Once the job description has been carefully crafted, the next step is to file the prevailing wage determination with the DOL. In submitting this application, the DOL will examine the requirements and duties of the foreign national’s position in order to determine the minimum wage- according to the employer’s geographic area- the employer must pay to the foreign national they seek to sponsor.

  1. Advertising: 

After the prevailing wage has been determined by the DOL, the employer must draft the ad language and begin advertising for the position they seek to sponsor.
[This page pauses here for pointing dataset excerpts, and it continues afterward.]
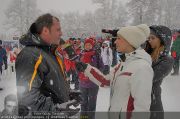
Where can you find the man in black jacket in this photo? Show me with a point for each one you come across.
(40, 76)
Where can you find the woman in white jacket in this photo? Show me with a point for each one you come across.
(106, 54)
(130, 81)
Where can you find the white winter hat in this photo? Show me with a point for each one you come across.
(135, 35)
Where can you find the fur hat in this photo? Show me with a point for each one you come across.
(135, 35)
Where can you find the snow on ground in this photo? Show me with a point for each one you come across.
(170, 93)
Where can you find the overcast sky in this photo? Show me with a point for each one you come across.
(63, 6)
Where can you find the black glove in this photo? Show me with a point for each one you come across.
(5, 66)
(65, 109)
(81, 67)
(23, 110)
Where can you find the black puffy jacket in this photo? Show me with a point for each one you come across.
(162, 67)
(40, 80)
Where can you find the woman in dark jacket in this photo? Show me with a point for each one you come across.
(158, 46)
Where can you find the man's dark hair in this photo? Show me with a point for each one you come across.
(45, 20)
(10, 97)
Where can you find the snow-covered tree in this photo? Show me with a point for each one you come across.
(20, 14)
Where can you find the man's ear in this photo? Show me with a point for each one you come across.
(45, 31)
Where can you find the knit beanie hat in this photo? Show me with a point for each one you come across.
(89, 40)
(107, 42)
(135, 35)
(164, 34)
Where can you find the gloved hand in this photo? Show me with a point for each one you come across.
(80, 66)
(65, 109)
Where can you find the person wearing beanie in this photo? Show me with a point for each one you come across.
(89, 89)
(106, 54)
(10, 106)
(158, 46)
(3, 60)
(175, 52)
(130, 81)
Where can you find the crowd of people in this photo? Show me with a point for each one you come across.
(47, 67)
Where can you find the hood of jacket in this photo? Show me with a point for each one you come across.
(138, 54)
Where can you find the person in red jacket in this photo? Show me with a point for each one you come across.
(89, 89)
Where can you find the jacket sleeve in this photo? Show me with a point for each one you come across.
(99, 78)
(141, 87)
(31, 98)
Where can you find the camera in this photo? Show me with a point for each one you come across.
(112, 32)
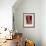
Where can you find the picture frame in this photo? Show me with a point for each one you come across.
(29, 20)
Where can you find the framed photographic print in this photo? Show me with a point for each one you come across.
(29, 20)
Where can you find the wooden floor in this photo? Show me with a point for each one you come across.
(9, 43)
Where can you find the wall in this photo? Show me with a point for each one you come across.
(43, 22)
(31, 6)
(6, 13)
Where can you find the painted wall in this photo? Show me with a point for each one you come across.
(6, 13)
(28, 6)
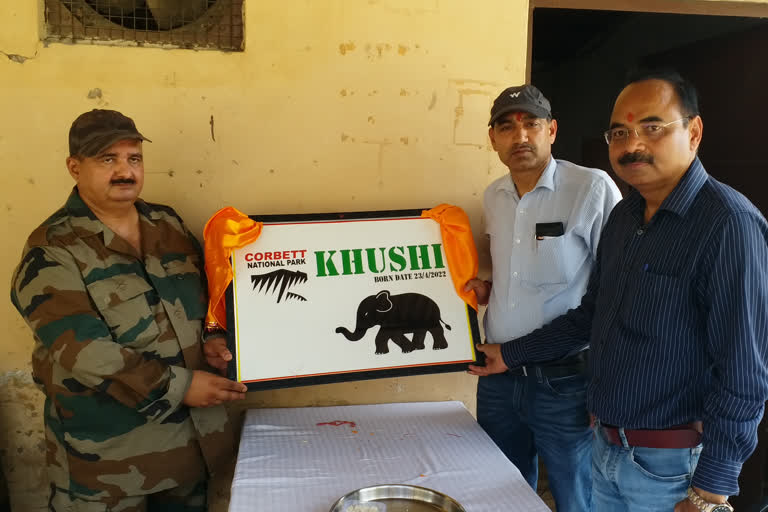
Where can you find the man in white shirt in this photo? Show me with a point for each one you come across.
(544, 220)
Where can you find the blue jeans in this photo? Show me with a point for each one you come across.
(637, 479)
(534, 415)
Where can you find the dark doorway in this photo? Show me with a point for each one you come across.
(579, 60)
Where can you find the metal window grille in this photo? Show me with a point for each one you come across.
(194, 24)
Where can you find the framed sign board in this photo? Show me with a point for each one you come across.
(335, 297)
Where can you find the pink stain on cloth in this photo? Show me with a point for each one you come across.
(338, 423)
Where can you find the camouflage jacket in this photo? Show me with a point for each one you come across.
(117, 336)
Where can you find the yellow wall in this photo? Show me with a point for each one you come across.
(335, 105)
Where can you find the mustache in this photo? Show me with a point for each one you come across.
(636, 157)
(522, 146)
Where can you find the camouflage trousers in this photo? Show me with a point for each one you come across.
(185, 498)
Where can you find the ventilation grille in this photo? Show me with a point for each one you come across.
(194, 24)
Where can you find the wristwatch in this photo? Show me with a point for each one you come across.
(705, 506)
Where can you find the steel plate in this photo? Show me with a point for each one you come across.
(400, 498)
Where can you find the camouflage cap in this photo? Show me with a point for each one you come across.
(94, 131)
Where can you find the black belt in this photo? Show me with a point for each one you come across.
(573, 365)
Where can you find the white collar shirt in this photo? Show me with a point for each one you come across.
(537, 280)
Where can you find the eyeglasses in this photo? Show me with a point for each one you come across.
(648, 131)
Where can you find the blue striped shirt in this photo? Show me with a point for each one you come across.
(676, 313)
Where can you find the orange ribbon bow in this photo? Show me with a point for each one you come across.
(459, 245)
(227, 230)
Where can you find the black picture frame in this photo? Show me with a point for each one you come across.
(351, 375)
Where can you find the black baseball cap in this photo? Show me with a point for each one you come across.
(522, 98)
(94, 131)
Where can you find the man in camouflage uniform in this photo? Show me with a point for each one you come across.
(113, 290)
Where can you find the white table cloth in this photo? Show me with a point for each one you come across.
(304, 459)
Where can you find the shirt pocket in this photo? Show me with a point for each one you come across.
(555, 262)
(122, 303)
(653, 302)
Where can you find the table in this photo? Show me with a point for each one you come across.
(304, 459)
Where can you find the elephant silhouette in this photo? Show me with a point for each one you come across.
(398, 315)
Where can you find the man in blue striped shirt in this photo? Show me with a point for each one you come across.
(676, 313)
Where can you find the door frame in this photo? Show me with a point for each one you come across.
(746, 9)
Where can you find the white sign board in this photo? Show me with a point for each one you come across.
(337, 298)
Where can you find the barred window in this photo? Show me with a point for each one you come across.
(195, 24)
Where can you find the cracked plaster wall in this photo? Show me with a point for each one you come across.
(335, 105)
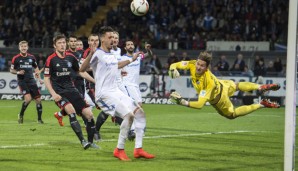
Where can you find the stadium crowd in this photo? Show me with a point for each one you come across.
(187, 22)
(191, 23)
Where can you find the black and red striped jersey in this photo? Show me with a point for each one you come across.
(26, 63)
(59, 70)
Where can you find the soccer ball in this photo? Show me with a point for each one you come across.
(139, 7)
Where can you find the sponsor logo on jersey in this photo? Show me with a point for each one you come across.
(143, 87)
(46, 71)
(13, 84)
(2, 83)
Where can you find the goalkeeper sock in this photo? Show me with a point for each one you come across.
(101, 118)
(24, 107)
(39, 111)
(244, 110)
(76, 127)
(248, 86)
(90, 130)
(124, 128)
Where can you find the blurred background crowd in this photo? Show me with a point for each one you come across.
(189, 23)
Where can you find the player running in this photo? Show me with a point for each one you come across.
(111, 100)
(215, 91)
(22, 65)
(58, 81)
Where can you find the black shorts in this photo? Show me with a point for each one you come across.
(79, 84)
(74, 98)
(29, 88)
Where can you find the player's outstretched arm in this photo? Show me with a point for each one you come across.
(177, 99)
(86, 64)
(122, 64)
(56, 97)
(87, 76)
(149, 52)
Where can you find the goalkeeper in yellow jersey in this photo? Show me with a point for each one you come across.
(215, 91)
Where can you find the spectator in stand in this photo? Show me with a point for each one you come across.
(270, 70)
(172, 59)
(2, 62)
(260, 69)
(247, 72)
(223, 65)
(239, 63)
(278, 64)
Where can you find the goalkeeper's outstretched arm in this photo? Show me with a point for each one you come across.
(176, 98)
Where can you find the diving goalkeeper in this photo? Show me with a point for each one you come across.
(215, 91)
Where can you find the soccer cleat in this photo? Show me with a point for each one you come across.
(20, 119)
(85, 144)
(140, 153)
(93, 145)
(120, 154)
(97, 137)
(40, 121)
(267, 103)
(267, 87)
(131, 135)
(59, 118)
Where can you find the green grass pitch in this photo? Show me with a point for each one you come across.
(181, 138)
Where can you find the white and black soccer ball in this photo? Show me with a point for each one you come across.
(139, 7)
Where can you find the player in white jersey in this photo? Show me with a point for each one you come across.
(102, 117)
(110, 99)
(131, 81)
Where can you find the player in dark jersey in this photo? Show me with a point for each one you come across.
(22, 64)
(92, 39)
(59, 83)
(77, 79)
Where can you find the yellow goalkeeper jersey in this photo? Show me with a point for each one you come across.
(207, 85)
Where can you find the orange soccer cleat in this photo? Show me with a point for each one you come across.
(267, 87)
(120, 154)
(267, 103)
(140, 153)
(59, 118)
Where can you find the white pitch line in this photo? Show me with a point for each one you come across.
(189, 135)
(7, 106)
(149, 137)
(21, 146)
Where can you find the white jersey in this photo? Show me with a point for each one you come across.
(105, 69)
(133, 71)
(117, 54)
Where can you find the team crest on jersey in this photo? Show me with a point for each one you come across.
(184, 63)
(69, 64)
(46, 71)
(203, 93)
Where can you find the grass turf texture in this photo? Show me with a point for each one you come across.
(181, 138)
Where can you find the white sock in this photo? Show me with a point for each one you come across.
(59, 114)
(140, 124)
(124, 128)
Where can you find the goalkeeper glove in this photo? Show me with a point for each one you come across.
(176, 98)
(173, 73)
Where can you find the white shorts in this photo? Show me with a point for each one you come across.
(89, 100)
(134, 93)
(116, 103)
(121, 87)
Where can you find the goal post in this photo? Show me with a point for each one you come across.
(291, 78)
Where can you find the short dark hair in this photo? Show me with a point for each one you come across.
(104, 29)
(72, 36)
(59, 36)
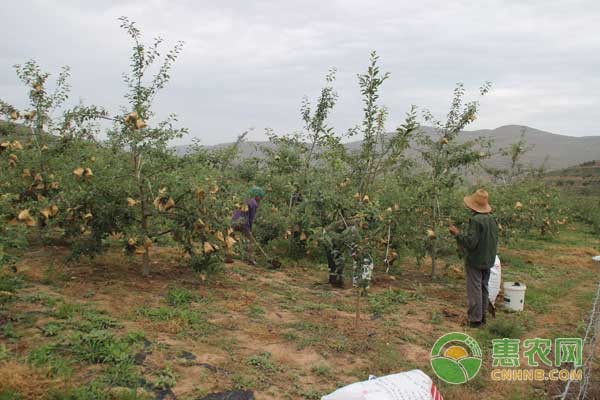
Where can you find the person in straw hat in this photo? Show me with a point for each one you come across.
(480, 243)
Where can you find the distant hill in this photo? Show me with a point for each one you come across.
(582, 179)
(553, 150)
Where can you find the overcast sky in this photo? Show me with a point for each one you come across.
(248, 63)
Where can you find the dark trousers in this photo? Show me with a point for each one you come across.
(477, 293)
(335, 261)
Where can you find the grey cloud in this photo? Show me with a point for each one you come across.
(248, 63)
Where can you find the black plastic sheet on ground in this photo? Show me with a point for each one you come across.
(231, 395)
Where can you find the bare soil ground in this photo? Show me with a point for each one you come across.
(283, 334)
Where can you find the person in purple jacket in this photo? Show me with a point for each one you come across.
(242, 221)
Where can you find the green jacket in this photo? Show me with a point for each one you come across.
(480, 241)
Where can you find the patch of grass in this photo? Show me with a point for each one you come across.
(8, 331)
(322, 370)
(67, 310)
(262, 362)
(189, 320)
(5, 352)
(10, 282)
(52, 329)
(386, 301)
(243, 382)
(47, 356)
(134, 337)
(100, 347)
(165, 379)
(9, 394)
(436, 318)
(41, 297)
(538, 300)
(255, 312)
(96, 320)
(311, 394)
(504, 328)
(179, 296)
(387, 359)
(123, 374)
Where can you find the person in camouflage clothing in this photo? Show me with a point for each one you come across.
(479, 243)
The following ads must be run for all PERM applications 

  1. Ad on the DOL website for the state in which the job is located for at least 30 days 
  2. Ad in a newspaper of general circulation on two consecutive Sundays 
  3. Ad at the actual worksite of the employer for at least 10 business days 

If the employer seeks to sponsor a professional position, employers must choose three of the following additional advertising methods:

  1. Post the ad on employer’s website;
  2. Post the listing in a journal that is sponsored by a trade or professional organization;
  3. Post on job search web site other than the employer’s website;
  4. On campus recruiting;
  5. Use of a private employment firm;
  6. Job fair posting;
  7. Employee referral program with clear incentives;
  8. Local or ethnic newspaper; or
  9. Radio ads.

After all of the ads have run, the employer must wait thirty additional days before proceeding to the filing of the PERM application with the DOL. This is referred to as the “cool down” period as this period allows time for anyone who has viewed the ads to submit their resume to the employer. Employers must assess every application in good faith. The employer can only disqualify an applicant for a genuine business-related reason and based on the requirements set forth in the job description. 

  1. PERM Application:

After the ads have been run, and the cool down period has been followed, the employer can file the PERM application with the DOL. After the employer has submitted the PERM application and verified that the employer has legitimately filed the application, the DOL will begin processing the PERM application

  1. Certification:

When a PERM is approved (or “certified”) by the DOL, it means the DOL has certified that there are no US workers who could do the job offered and, therefore, employers are authorized to petition for an immigrant visa (Green Card) for the foreign national so he or she can work in the job offered permanently. Upon approval of the PERM, employers may file a form I-140 (immigrant visa petition) with USCIS. This must be done within 180 days of the PERM approval or the PERM will expire and become unusable.